Recovering Context by Test Thinking

Here I’m going to write one of my posts that I think are the most fun but are probably the ones that many testers struggle with in terms of seeing how (or even whether) I’m being relevant. I want to talk a little about an aspect of testing that I think is consistently underused and consistently undersold in the industry: recovering a context that has been buried under years of major and minor decisions.

I’m going to use The Oregon Trail and Dungeons & Dragons to make my point. I’ve used game examples in the past for context, such as talking about bumping the lamp and how exploratory attention to detail matters.

The Testing Relevance

I feel that this aspect of recovering context — which is also a way of recovering history — is very much a mandate of testing. I say that because part of testing is exploring, which means not just exploring what’s here now but how it got that way and how it changed along the way. That’s how we combine ontology (what things are) to ontogeny (the history of changes that preserve or degrade the integrity of something). It’s also how we bring in epistemology (the way we know things).

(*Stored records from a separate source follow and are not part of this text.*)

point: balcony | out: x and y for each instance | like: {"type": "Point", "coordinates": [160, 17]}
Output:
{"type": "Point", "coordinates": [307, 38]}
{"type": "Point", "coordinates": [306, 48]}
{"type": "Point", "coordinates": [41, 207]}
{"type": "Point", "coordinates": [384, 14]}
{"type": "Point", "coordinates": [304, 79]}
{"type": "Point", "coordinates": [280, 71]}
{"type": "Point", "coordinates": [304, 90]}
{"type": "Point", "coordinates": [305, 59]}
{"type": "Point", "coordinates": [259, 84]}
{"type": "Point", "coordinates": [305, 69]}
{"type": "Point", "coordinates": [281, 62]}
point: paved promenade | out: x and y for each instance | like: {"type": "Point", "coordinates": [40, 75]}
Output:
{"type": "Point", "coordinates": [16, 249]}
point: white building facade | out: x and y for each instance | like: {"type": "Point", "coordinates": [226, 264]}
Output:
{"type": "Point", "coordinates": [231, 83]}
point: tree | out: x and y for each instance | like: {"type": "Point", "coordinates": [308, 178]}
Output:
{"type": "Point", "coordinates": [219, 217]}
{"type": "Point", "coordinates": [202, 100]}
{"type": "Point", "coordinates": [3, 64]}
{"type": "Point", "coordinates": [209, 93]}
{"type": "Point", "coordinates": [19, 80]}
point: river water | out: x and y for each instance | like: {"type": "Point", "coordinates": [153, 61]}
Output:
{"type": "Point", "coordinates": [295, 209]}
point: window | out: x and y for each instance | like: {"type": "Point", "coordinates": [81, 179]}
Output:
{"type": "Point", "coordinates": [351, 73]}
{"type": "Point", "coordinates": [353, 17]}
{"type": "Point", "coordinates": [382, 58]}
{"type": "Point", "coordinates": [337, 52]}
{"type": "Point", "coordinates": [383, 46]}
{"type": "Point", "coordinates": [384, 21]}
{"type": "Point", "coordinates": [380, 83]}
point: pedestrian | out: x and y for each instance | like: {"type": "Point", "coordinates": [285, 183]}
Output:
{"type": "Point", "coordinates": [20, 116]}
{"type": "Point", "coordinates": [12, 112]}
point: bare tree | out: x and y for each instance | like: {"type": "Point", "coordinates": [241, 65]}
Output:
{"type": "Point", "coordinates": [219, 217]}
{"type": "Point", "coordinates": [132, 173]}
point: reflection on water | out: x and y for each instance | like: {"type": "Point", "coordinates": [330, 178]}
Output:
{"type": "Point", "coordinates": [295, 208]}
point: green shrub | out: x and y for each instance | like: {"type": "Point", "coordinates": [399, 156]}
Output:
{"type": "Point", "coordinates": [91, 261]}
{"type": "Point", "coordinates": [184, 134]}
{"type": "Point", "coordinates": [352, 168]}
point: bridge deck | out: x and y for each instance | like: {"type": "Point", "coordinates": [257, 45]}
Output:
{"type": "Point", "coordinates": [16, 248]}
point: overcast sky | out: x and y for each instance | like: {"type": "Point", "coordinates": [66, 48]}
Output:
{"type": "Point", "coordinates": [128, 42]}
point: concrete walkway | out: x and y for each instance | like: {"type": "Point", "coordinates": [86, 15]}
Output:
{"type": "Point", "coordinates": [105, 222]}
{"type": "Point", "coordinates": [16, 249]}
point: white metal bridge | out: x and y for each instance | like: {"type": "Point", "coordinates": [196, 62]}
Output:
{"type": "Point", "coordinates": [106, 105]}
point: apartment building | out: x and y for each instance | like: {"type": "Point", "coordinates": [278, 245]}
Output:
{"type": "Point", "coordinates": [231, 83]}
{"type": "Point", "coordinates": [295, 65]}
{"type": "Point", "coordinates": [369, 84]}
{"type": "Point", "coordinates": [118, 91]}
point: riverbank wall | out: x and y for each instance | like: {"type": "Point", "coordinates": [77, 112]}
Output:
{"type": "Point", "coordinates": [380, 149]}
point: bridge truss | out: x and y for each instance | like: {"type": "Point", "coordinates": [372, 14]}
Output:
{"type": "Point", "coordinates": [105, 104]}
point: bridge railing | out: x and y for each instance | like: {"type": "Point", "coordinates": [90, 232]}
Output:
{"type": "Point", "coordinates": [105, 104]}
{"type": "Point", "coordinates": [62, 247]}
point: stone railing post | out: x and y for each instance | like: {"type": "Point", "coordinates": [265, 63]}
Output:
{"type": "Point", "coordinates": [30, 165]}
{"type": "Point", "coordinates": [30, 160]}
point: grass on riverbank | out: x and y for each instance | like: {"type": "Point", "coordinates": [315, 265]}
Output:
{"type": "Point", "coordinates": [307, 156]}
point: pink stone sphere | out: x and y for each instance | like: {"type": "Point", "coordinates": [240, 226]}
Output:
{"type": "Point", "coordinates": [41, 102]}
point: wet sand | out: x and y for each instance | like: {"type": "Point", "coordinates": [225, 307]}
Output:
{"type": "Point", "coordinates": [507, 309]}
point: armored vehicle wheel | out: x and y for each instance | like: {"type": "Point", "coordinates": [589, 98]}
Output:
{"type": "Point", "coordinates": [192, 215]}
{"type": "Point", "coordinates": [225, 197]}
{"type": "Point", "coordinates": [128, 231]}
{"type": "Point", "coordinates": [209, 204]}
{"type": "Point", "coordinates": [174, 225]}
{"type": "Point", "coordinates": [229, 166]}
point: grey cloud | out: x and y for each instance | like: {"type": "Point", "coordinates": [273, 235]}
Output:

Testing is also about investigation, which often means looking at the current state of something and being able to tell how it differs from a previous state. That may be in the context of code, a working application, or in a series of requirements documents or user stories. Sometimes you are working to recover information based on work done by people who don’t remember or who are no longer around.

I’ve mentioned before that I think testing is like cartography and that testers often have to act as historians and archaeologists.

This involves a lot of test thinking which is predicated upon experiments that lead to discoveries. This provides for one of the ways in which testing acts as a framing activity. Regular readers have probably heard me use that term once or twice, generally while talking about testing as a design activity and testing as an execution activity.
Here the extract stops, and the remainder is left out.